Ma sulle regolette, specialmente le più insulse e cavillose, come quelle grammaticali e ortografiche – e no, lì non transigono. 

Prendete “sé stesso”: se lo scrivete così, con l’accento (acuto) su “sé”, subito qualcuno salterà su a bacchettarvi: “Errore! Su se stesso non va l’accento!”. 

E perché, di grazia, non va? “Perché è la regola!”.

Ah ecco. Però le regole devono pur avere una ragione. Perché, dunque, quando è da solo, “sé” vuole l’accento, mentre quando è seguito da “stesso” (o anche da “medesimo”) quell’accento lo perde? Se il vostro interlocutore non si limita al ricordo di una nozione appresa probabilmente sui banchi delle elementari insieme alle filastrocche ortografiche (“su qui e qua l’accento non va, su lì e là l’accento ci sta”…), ve la spiegherà così: perché nel primo caso il “sé” pronome personale riflessivo potrebbe essere confuso con il “se” congiunzione, mentre questa eventualità si esclude quando c’è l’aggettivo dimostrativo (o più precisamente identificativo) a rimettere le cose a posto, e quindi a rendere superfluo l’accento.

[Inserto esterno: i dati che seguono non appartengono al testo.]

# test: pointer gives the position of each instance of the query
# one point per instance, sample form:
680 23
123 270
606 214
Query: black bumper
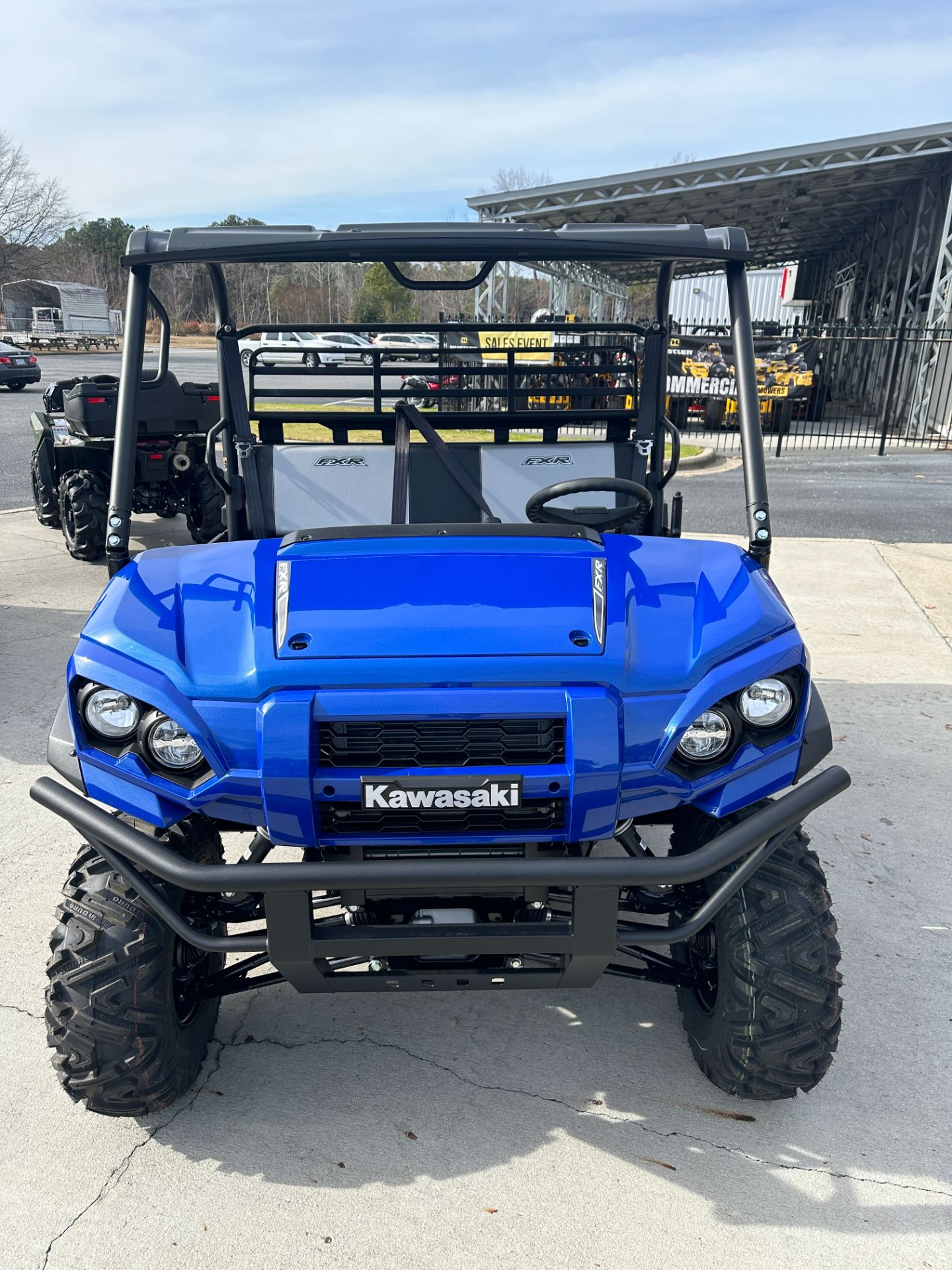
579 948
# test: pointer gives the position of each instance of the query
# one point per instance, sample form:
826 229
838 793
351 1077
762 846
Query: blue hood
205 618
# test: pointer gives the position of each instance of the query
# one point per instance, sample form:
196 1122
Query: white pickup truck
292 346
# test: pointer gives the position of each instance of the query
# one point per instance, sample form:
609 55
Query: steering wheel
593 519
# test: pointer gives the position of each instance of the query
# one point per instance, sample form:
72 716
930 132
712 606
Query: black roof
440 240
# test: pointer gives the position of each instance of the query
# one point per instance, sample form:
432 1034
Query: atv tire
45 495
204 506
84 503
124 1011
764 1020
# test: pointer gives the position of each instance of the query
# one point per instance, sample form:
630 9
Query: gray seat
320 486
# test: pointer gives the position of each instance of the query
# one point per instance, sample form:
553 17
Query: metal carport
869 219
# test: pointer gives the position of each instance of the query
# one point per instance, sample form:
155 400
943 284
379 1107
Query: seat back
319 486
171 408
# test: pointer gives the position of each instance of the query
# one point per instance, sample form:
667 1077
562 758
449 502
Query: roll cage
593 375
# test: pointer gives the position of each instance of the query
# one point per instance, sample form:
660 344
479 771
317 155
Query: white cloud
270 114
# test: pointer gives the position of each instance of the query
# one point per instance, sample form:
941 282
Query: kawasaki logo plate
440 794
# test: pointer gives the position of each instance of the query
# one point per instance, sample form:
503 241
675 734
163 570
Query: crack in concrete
917 603
590 1111
122 1167
233 1043
20 1010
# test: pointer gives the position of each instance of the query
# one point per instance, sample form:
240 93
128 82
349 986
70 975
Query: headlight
111 714
707 737
172 746
766 702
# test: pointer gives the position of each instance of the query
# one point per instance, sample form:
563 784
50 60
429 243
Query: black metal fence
873 386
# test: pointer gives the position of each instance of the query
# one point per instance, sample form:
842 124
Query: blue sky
321 111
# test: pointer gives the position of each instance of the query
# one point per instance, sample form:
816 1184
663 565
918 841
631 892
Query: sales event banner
702 366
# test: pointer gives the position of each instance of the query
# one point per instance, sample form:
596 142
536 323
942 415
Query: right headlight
172 746
766 702
707 737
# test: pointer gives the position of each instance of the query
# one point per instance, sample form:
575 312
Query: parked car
400 347
17 366
427 342
354 349
291 346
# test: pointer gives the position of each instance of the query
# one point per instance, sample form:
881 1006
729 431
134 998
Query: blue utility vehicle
452 683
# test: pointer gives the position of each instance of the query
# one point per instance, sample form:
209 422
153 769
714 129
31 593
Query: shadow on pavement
346 1096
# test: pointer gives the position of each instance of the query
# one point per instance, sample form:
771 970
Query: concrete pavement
547 1130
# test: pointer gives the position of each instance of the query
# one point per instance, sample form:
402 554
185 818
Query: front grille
442 743
546 816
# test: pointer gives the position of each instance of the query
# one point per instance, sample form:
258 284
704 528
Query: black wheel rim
702 960
190 967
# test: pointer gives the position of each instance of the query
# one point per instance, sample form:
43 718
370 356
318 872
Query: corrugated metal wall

Specioso argomento, viene da dire con Pirandello. Con la medesima logica, alla “è” del verbo essere si potrebbe togliere l’accento quando è evidente che si tratta di un verbo e non di una congiunzione, per esempio quando è seguita da un participio passato nella costruzione verbale del passato prossimo: “Pirandello e (è) nato a Girgenti, e (è) morto a Roma”.

Ma provate a insistere: e quando, anziché “sé stesso”, abbiamo a che fare con “sé stessi” o “sé stesse”? In questo caso “stessi” e “stesse”, oltre che il plurale dell’aggettivo identificativo, potrebbero pure essere la prima o la seconda o la terza persona del congiuntivo imperfetto di “stare”. E quindi? E quindi, dovrà concedervi per coerenza il vostro fustigatore, al “sé” va restituito l’accento. Con la paradossale conseguenza che sulla stessa parola, come in un gioco di prestigio, il paragrafema compare, scompare e ricompare. Un bel garbuglio, no?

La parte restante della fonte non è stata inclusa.